In June 2003, BA announced plans to sell Deutsche BA to Intro Verwaltungsgesellschaft for a token sum of 1 Euro. In addition BA would invest £25m into the airline and guarantee its fleet of 16 Boeing 737s for a year. In return BA would receive 25% of any profits or proceeds from a sale until June 2006. It was rebranded as dba.

In March 2005 dba announced its intention to acquire rival airline Germania Express (gexx) which would create Germany's third largest airline after Lufthansa and Air Berlin. The gexx brand was phased out on the former airline's services, along with its Fokker 100 aircraft which dba has assumed the lease of. dba submitted a binding bid for ailing Greek national airline Olympic Airlines in April 2005, but later withdrew that bid.

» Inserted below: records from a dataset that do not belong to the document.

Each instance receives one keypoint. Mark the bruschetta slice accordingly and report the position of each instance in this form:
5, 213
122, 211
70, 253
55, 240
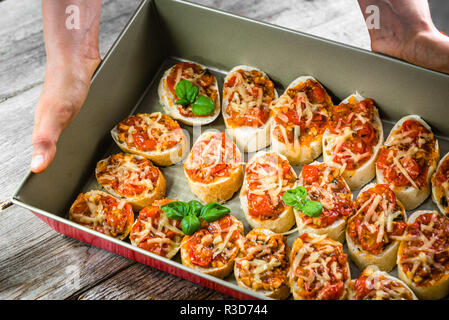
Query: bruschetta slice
319, 269
374, 284
214, 168
267, 176
353, 140
423, 259
214, 248
263, 264
247, 97
325, 185
131, 177
155, 232
104, 213
408, 159
440, 185
373, 232
200, 77
301, 115
154, 136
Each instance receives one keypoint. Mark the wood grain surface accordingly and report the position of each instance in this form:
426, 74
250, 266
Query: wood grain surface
35, 261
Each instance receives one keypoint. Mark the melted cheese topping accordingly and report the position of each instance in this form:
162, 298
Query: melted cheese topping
426, 251
314, 266
121, 172
208, 153
377, 285
267, 177
159, 127
155, 231
264, 262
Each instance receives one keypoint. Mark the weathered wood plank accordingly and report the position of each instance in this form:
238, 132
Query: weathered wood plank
38, 263
142, 282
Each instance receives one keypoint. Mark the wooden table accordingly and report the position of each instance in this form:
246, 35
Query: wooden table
35, 261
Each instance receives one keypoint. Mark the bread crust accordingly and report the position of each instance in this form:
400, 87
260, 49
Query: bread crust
434, 292
220, 272
282, 223
374, 271
436, 194
279, 293
170, 254
129, 223
167, 100
361, 176
141, 201
221, 189
164, 158
298, 154
248, 139
335, 231
411, 197
293, 285
386, 260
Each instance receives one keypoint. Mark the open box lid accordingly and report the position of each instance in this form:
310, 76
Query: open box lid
163, 28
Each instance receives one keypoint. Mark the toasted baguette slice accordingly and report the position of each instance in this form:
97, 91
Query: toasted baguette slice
89, 210
124, 170
166, 241
167, 97
386, 259
306, 145
309, 269
335, 231
264, 255
218, 241
436, 288
199, 167
161, 156
367, 170
379, 285
283, 221
440, 185
410, 196
256, 135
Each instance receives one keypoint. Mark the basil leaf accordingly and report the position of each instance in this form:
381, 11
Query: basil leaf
213, 211
182, 88
203, 106
195, 207
183, 102
294, 197
190, 224
312, 208
192, 93
176, 210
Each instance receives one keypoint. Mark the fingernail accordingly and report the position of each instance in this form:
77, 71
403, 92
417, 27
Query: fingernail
37, 162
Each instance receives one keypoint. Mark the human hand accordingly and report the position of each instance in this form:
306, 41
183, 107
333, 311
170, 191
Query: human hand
65, 89
72, 57
408, 33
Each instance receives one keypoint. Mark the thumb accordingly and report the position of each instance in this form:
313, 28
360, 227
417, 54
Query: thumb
50, 120
43, 153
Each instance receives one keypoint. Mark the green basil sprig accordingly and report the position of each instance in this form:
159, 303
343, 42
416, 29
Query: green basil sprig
297, 198
192, 212
187, 94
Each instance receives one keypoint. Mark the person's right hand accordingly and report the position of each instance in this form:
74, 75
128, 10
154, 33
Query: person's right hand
72, 57
65, 89
408, 33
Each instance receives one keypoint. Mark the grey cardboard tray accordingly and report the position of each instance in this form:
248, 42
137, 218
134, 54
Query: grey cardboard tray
163, 32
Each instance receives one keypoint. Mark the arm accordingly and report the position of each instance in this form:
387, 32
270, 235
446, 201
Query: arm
407, 32
72, 57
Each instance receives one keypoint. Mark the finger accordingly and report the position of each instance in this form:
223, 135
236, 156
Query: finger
50, 120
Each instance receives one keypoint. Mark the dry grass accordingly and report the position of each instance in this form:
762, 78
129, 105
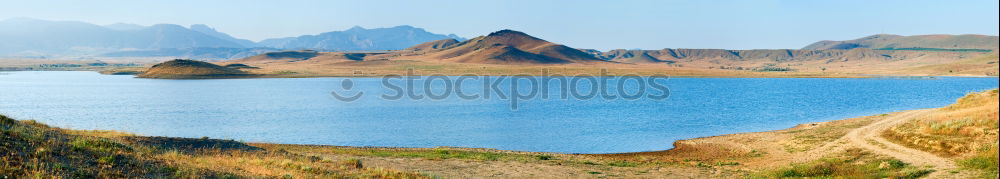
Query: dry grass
966, 131
852, 163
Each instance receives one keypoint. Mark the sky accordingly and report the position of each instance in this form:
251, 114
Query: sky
603, 25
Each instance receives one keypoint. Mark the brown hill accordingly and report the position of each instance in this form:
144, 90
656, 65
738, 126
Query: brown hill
190, 69
509, 47
284, 55
777, 55
889, 41
434, 45
632, 56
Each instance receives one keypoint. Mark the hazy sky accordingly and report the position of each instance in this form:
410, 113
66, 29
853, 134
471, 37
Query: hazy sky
650, 24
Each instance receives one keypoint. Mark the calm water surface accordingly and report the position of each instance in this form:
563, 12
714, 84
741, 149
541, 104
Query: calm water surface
302, 111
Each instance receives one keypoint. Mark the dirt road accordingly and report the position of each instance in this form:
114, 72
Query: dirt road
869, 137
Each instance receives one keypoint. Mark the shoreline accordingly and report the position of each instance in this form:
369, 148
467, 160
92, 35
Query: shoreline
736, 155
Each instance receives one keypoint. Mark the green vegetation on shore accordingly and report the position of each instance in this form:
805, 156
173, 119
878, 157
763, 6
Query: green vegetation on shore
853, 163
32, 150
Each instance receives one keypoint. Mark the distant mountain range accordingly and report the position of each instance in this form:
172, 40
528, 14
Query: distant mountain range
25, 37
358, 38
889, 41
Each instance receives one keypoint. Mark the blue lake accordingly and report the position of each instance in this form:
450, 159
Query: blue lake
303, 111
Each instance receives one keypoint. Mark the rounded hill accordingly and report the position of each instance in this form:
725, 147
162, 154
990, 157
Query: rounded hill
191, 69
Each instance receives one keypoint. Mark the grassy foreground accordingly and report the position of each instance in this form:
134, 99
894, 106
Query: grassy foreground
965, 131
31, 149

In the fiscal year ending 31 March 2005, dba announced its first profit since creation in 1992, of 'between €1m and €2m on sales of around €265m. 3 million passengers flew on dba aircraft in the year ending March 2005. The airline was owned by Intro Verwaltungsgesellschaft (80%) and Martin Gauss and Peter Wojahn (20%), and had 660 employees (at January 2005).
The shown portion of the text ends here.